When the police raid the place all Hell is let loose, literally. Toni mutates into a demon with an enormous schlong; the henchman runs around with a six-foot-long, pointed pole, ramming it through and up people; little flying demons flutter around everywhere; and people explode for no reason at all. This sequence, which is completely inexplicable, just drags on and on and on and on. It’s just one long, overblown effects showreel - except that hamfisted editing means that many of the effects can’t be seen properly. But, given the low budget, that may be a blessing.
God alone knows what Belcebu is about or what Blasco, a former FX guy, was trying to achieve. It’s just an unholy mess and, while I suspect he was aiming for the ‘unholy’ part, the rest is just a jumble of uninteresting, sketchy characters wandering from one childishly shocking set piece to another. The whole film feels like it started life as a checklist: “Hola, Sergio! What can we show in this film that will make people gasp?” Naked woman about to have sex with a dog? Check. Naked woman speared through the vagina so violently that the spike protrudes from the top of her head? Check. Car blowing up? Check.
If all you want is death metal, naked chicks and cut-price gore effects, Belcebu could be the film for you. Presumably somebody at Redemption liked it but really this is awful, possibly worse than Sacred Flesh. It’s all over the place, like the writer-director just made it up as he went along.
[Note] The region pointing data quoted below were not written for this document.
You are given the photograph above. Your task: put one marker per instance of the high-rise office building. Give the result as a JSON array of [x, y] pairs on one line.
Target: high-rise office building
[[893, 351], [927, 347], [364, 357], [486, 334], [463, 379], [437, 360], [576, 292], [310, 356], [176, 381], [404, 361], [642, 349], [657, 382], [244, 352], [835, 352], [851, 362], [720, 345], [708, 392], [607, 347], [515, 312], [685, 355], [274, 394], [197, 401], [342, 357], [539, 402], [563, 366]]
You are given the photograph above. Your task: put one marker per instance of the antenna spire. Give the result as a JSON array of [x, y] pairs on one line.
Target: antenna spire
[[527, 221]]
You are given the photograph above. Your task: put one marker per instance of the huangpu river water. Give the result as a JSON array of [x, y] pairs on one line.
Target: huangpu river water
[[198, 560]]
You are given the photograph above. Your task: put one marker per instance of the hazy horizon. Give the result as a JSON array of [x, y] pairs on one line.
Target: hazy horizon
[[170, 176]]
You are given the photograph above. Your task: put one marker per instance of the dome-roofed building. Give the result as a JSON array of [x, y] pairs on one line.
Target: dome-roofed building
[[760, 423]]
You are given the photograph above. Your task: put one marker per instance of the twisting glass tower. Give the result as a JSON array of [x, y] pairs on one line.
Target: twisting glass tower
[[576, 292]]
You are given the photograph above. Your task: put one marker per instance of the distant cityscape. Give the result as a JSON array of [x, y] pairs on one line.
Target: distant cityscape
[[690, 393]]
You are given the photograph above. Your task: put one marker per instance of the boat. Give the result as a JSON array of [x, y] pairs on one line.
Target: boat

Blasco’s earlier shorts are: Litio (Lithium), about a heroine addict; Sorpresa Desagradable, about a man spotting his wife on TV; Mas Carnaza, about a guy going on a gun rampage as he searches for his ex-girlfriend; and Burrp!, about a virus turning people into zombie-like maniacs. He started work on Belcebu in 1999 and finally finished it in 2005 although it’s not his first feature: in 2001 he made Nena Dame Bakalao, about a man looking for sex and drugs in a car park, for Blue Rain, a porn video company for whom he had been providing special effects.
Nobody else involved with the film seems to have been in anything that I’ve ever heard of - and if I’ve never heard of this stuff, you lot sure as hell haven’t.
Belcebu is apparently a Spanish form of the name Beelzebub and the film’s full title translates as Belcebu: Take Me, I’m Your Whore from Hell. Redemption’s disc includes a seven-minute, subtitled Making Of, a trailer, a music video, nine stills and three posters, plus some trailers for other Redemption films which, sadly and typically, are more interesting than the main feature. Oh, and all the usual samples from their range of CDs. There are at least three different Redemption sleeve designs floating around the web - the one they’ve plumped for is the crucified woman with the pentagram on her chest - an image which is not in the film unless it’s in those 16 minutes.
In the USA the film has been given the subtitle Diablos Lesbos but, despite this and what it says in the Redemption sleeve blurb, there’s no lesbianism in this film. Unless... oh man, I should have watched Chapter 2, shouldn’t I?
Ultimately, this is a film which looks like it was more fun to make than to watch - and to be honest it doesn’t look like it was much fun to make.